最新のScrubCryptキャンペーンに関連する悪意のある活動を特定するために、セキュリティ専門家はSOC Primeプラットフォームで利用可能な選定された検出スタックに頼ることができます。下の「Explore Detection」ボタンを押すだけで、28のSIEM、EDR、データレイク技術に対応した関連するSigmaルールリストにすぐに詳しく調べることができます。全ての検出はMITRE ATT&CKフレームワークv14.1にマッピングされ、特化した脅威インテリジェンスで強化されています。

検出を探索する

さらに、サイバーセキュリティの専門家は「VenomRAT」タグを使用して脅威検出マーケットプレイスを検索するか、 このリンク.

を使用して、VenomRAT攻撃に対処する検出コンテンツのセットを探索することができます

ScrubCryptアタックを通じて広がるVenomRATの攻撃解析 発表したレポート フィッシング攻撃の手法を利用して開始された新たな高度な攻撃キャンペーンを明らかにしました。ハッカーはScrubCryptフレームワークを用いて、多数のレイヤーの難読化および回避技術を使用する一連の他の悪意のあるプラグインとともにVenomRATペイロードを配布します。

感染チェーンは、悪意のあるSVGファイルを含むフィッシングメールによって引き起こされます。メール内の釣り添付ファイルをクリックすると、BatCloakユーティリティで難読化されたバッチファイルを含むZIPアーカイブのダウンロードが行われます。さらに、ハッカーはScrubCryptを適用して、感染したシステムにVenomRATやさらに有害なプラグインを拡散し、C2サーバとの接続を確立します。

ScrubCryptを通じて配布される最初のペイロードは、持続性を確立し、ターゲットのマルウェアを読み込むという2つの主な目的を果たします。改造された悪名高い Quasar RATの一迭ともいえるVenomRATは、2020年以降サイバー脅威の場に現れています。攻撃者はこれを用いて、影響を受けたシステムに不正にアクセスし、制御を奪取します。他のRATと同様に、VenomRATは攻撃者が被害者の認識や承認なしにリモートでデバイスを操作することを可能にし、さまざまな悪意のある活動を支援します。

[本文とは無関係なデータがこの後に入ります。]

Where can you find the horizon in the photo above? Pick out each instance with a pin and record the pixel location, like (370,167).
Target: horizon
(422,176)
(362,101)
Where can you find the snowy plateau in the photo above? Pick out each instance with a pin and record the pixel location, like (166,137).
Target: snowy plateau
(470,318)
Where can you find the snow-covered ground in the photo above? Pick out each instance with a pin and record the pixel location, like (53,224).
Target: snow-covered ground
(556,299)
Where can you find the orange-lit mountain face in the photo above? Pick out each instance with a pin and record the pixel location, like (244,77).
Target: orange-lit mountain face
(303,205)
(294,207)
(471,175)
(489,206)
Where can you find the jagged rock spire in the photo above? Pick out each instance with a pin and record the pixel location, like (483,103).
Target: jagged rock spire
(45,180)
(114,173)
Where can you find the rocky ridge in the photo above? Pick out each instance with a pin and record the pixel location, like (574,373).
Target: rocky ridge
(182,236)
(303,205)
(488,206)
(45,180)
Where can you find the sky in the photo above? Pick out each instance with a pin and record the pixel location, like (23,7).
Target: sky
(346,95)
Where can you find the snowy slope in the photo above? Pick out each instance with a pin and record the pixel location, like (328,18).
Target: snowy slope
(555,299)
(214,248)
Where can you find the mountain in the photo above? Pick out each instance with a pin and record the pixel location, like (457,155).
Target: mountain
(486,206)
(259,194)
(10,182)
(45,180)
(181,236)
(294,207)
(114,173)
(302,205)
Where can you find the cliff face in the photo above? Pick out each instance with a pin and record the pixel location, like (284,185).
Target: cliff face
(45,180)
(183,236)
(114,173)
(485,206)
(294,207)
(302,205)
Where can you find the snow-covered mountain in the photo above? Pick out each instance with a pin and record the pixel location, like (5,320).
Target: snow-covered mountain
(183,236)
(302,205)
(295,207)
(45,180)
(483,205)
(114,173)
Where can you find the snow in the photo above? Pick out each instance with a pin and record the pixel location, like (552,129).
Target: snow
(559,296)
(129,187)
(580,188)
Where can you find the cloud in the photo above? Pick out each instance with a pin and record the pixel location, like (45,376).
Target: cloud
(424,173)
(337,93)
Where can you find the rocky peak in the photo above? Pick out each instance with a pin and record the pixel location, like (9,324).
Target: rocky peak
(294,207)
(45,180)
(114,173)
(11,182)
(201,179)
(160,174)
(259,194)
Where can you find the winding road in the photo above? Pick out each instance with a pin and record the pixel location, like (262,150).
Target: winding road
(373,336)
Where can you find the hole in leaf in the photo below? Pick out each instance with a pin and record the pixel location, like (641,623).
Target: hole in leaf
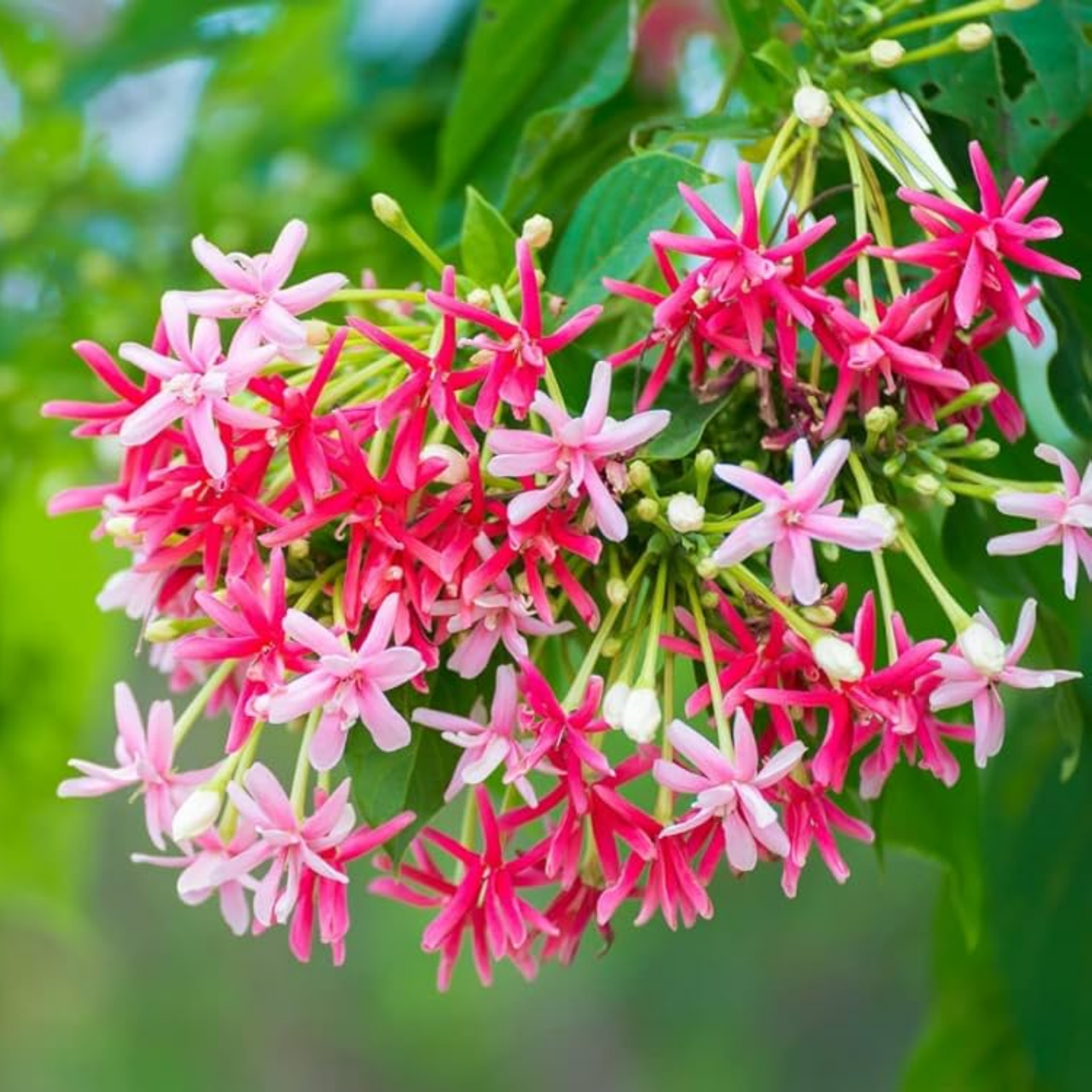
(1016,71)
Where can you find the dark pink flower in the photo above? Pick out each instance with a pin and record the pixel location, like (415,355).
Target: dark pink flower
(519,351)
(974,245)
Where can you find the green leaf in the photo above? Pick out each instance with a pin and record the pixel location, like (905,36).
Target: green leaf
(920,814)
(512,46)
(689,419)
(609,235)
(1023,93)
(1070,371)
(415,778)
(487,244)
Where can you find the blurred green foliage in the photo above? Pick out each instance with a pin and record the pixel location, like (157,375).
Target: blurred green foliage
(128,128)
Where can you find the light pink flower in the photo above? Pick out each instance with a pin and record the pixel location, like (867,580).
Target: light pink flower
(732,792)
(573,454)
(979,664)
(292,845)
(487,745)
(1063,518)
(144,762)
(199,867)
(197,387)
(254,291)
(495,615)
(793,517)
(350,682)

加えて、ハッカーは、難読化されたVBSファイルを使用して NanoCore RAT を影響を受けたインスタンスに広げ、更にXWorm RATをドロップします。このマルウェアは、機密データの盗難やリモートアクセスを可能にすることができます。この攻撃キャンペーンで適用される第4のプラグインは悪名高い Remcos RATで、ウクライナを対象としたフィッシングキャンペーンで積極的に利用されています。攻撃者のツールキットからのもう一つのプラグインは、前述の難読化されたVBSスクリプト経由で配布されるだけでなく、SmartAssemblyで難読化された.NET実行ファイルに統合されているスティーラーです。このプラグインには、ユーザーの機密データを盗む意図でハードコードされた配列が含まれています。これにより、ユーザーのシステムを継続的に監視し、特定の暗号ウォレットに目をつけます。

持続性を維持し、検出を回避し、様々なペイロードを展開する能力を示す同様に洗練されたサイバー攻撃の出現が、侵入のリスクを最小化するための強力なサイバー防御対策の必要性を強めています。 SOC PrimeのAttack Detectiveを活用することにより、組織は自動化された検出スタックの検証を通じて、攻撃が行われる前に攻撃を未然に防ぐことができるサイバー防御を向上させることが可能です。